What is the most important meat in pâté? ›

Traditionally made with liver, and mixed with wine and spices until it's cooked down into a spreadable texture, pâté can also be created with liver or other parts of pork, venison, chicken, fish, duck and other game, and even created with veggies on occasion.

Why is my chicken liver pate bitter? ›

After the milk is removed from the refrigerator, it will be pink from the blood removed from the livers. Blood can give the pâté a bitter taste.

Can I freeze home made chicken liver pate? ›

Storing and freezing

Keep the Chicken Liver Pate in the fridge for up to 3 days. Feel free to freeze this pate. Add to an airtight container and seal it. Keep in the freezer for up to a month.

Can you eat liver pâté every day? ›

Liver and liver products

If you eat liver or liver products every week, you may be having more than the recommended amount of vitamin A per day and you may want to cut down. This is particularly important if you have been through the menopause or are an older man because you have a higher risk of bone fracture.

Can I eat chicken liver every day? ›

Not safe daily due to vitamin A content. Assesement of mineral nutrients, heavy metals and pesticides in poultry liver using inductively coupled plasma-mass spectrometry and gas chromatography-mass spectrometry.

Is chicken liver pate full of iron? ›

Livers are also loaded with iron to give you energy and a treasure trove of certain B vitamins, most notably B12. This nutritional profile makes them a good choice for anyone prone to anaemia. Chicken livers are also one of the top sources of vitamin A, which helps eye health.

What makes the liver taste better? ›

Soak Liver in Lemon Juice Or Milk

After it's done soaking, pat the liver dry with clean paper towels and cook it however you'd like.
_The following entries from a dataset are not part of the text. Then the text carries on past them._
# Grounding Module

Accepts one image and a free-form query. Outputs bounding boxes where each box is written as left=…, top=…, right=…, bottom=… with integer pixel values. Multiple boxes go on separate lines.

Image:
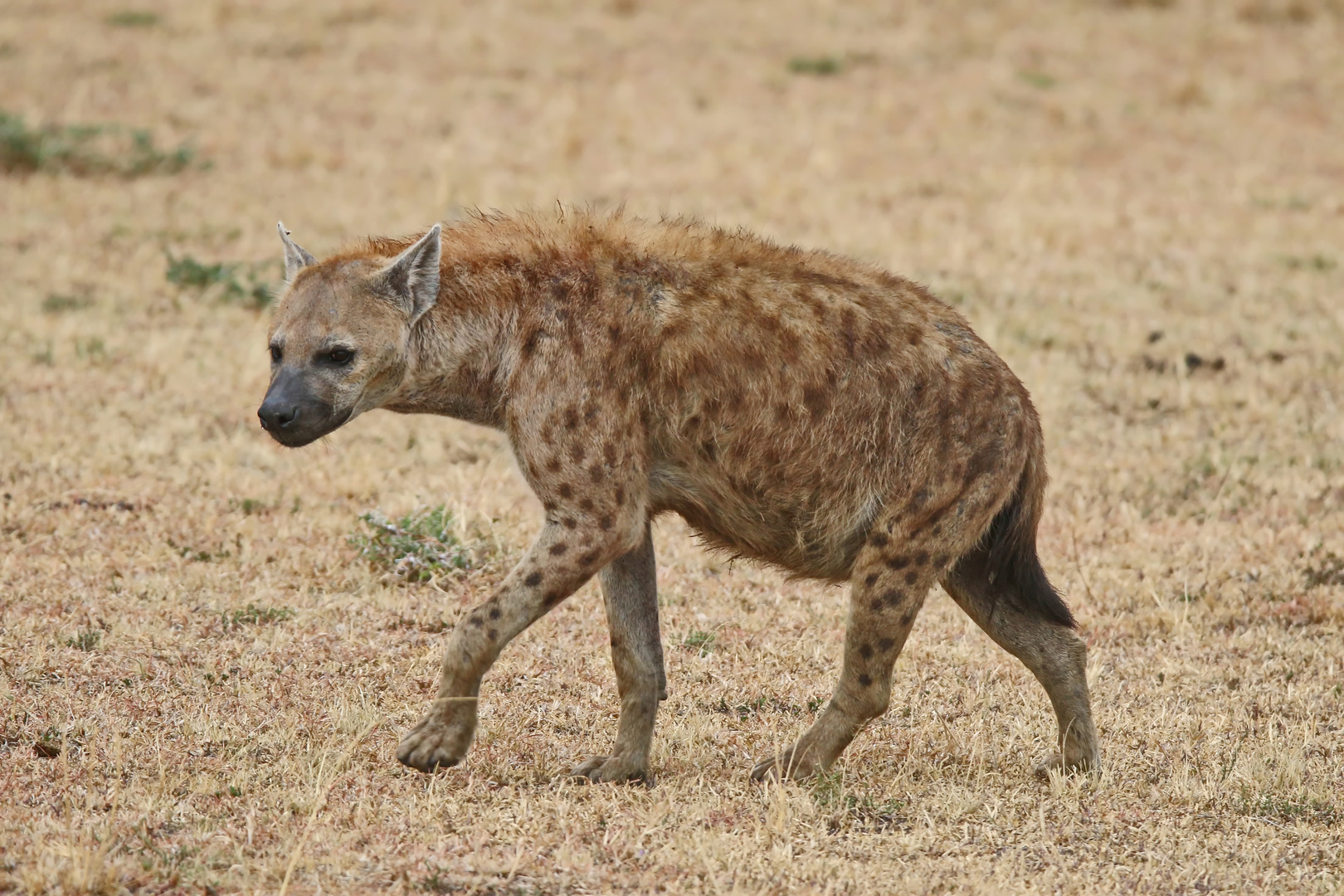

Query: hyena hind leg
left=942, top=548, right=1101, bottom=771
left=752, top=529, right=949, bottom=781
Soaking liver in an acid can help cut down on some of the metallic or “iron” taste common in beef and lamb liver.

How can I make my liver more flavorful? ›

Liver has a distinct and strong flavor that is tough for some to get over. Cooking it with pungent foods really tones down the "liverness" of the dish. To Do: I believe onions and garlic are almost a necessity when cooking liver. Also try bacon, chilies, and aromatic herbs like thyme or sage.

Why soak chicken livers in milk? ›

This is because buttermilk (and milk in general) contains calcium. The alkaline calcium interacts with chicken liver and tempers its acidic nature to leave a mild-tasting liver. Milk also helps remove any blood left in the liver, making it taste less metallic.
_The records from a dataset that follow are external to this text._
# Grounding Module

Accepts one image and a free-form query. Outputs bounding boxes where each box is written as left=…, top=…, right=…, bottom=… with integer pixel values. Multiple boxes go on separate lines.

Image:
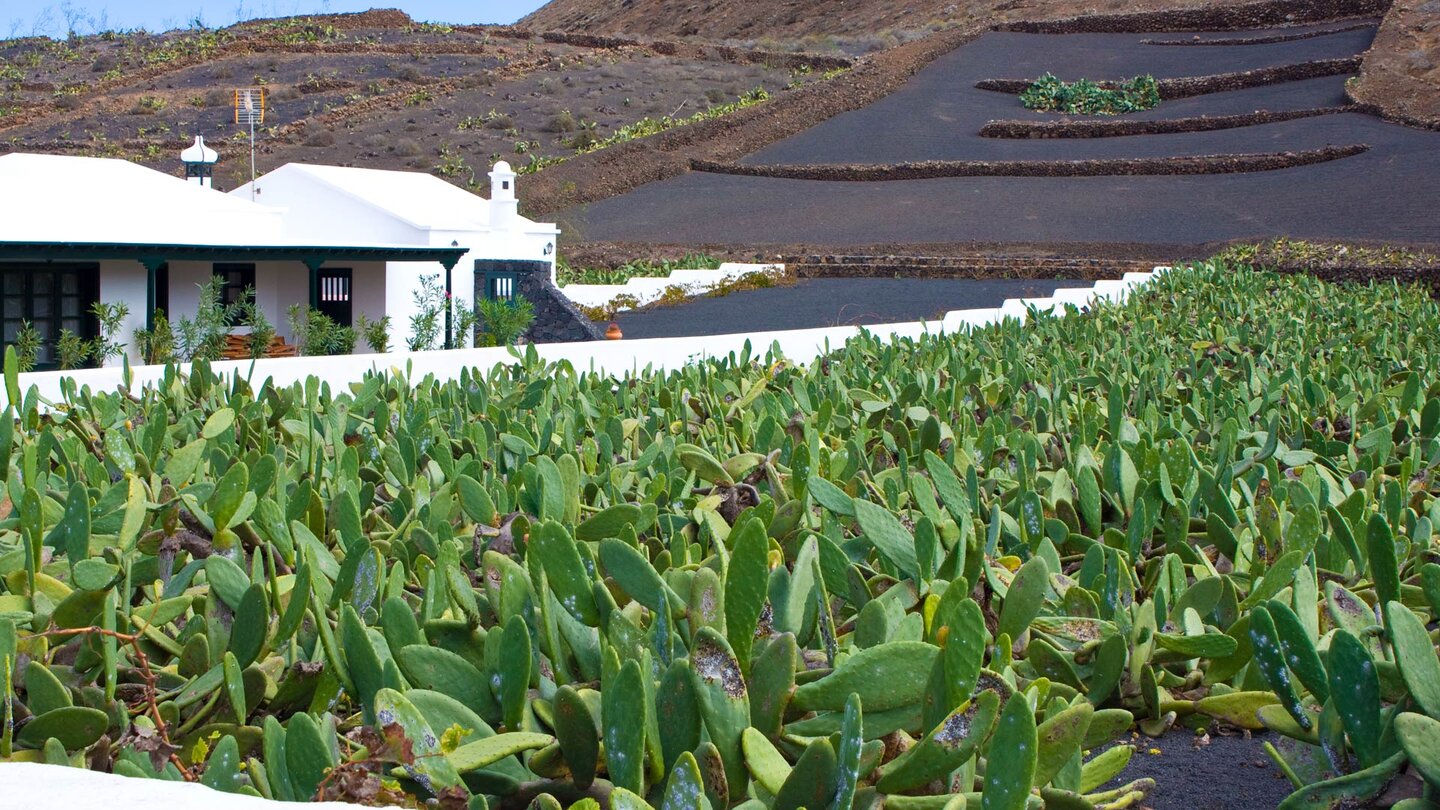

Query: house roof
left=0, top=153, right=284, bottom=245
left=0, top=239, right=465, bottom=270
left=232, top=163, right=490, bottom=231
What is the most famous pâté? ›

Since then, goose liver pate has been regarded as the greatest dish of the French cuisine. Nowadays, duck liver pate, another kind of foie gras, is winning more and more people's hearts around the world.

What is smooth pâté? ›

A smooth paté made with a mixture of pureed poultry, pork or veal livers, eggs and a panada that's then baked in a water bath. The mixture is often processed through a sieve to achieve a super smooth texture.

What is the most expensive pâté? ›

Foie Gras. Perhaps the most expensive delicacy in the world is foie gras, a pate made of goose or duck liver. It has a soft, smooth texture and is exceptionally delicious.

How do you know if chicken liver pate is off? ›

If the liver paté comes into contact with oxygen and light, an oxidation process takes place and the product can turn grey or take on a green colour. Only the outer layer takes on the grey/green hue. If you cut the sausage strand, you can see the typical light pink colour in the middle.

Does liver pate go bad? ›

When does Pate expire? Unopened commercial Pate from the grocery store typically has a best before date printed that lasts around 1-2 years when kept in a cool, dry place like a pantry. Once it's opened, it should be refrigerated and consume within 3-5 days.

Can you eat pate after 3 days? ›

After opening the package, we recommend consuming the pâté within 5-7 days. Each slice of Alexian Pâté is stamped with a sell-by date on the back of the package. We suggest consuming it within 5-7 days of the sell-by date listed. Alexian pâtés should always be stored in the refrigerator.

How long is chicken liver good in the fridge? ›

For raw ground meats, poultry, seafood and variety meats (liver, tongue, chitterlings, etc.), refrigerate them only 1 to 2 days before either cooking or freezing. Beef, veal, lamb and pork roasts, steaks and chops may be kept 3 to 5 days.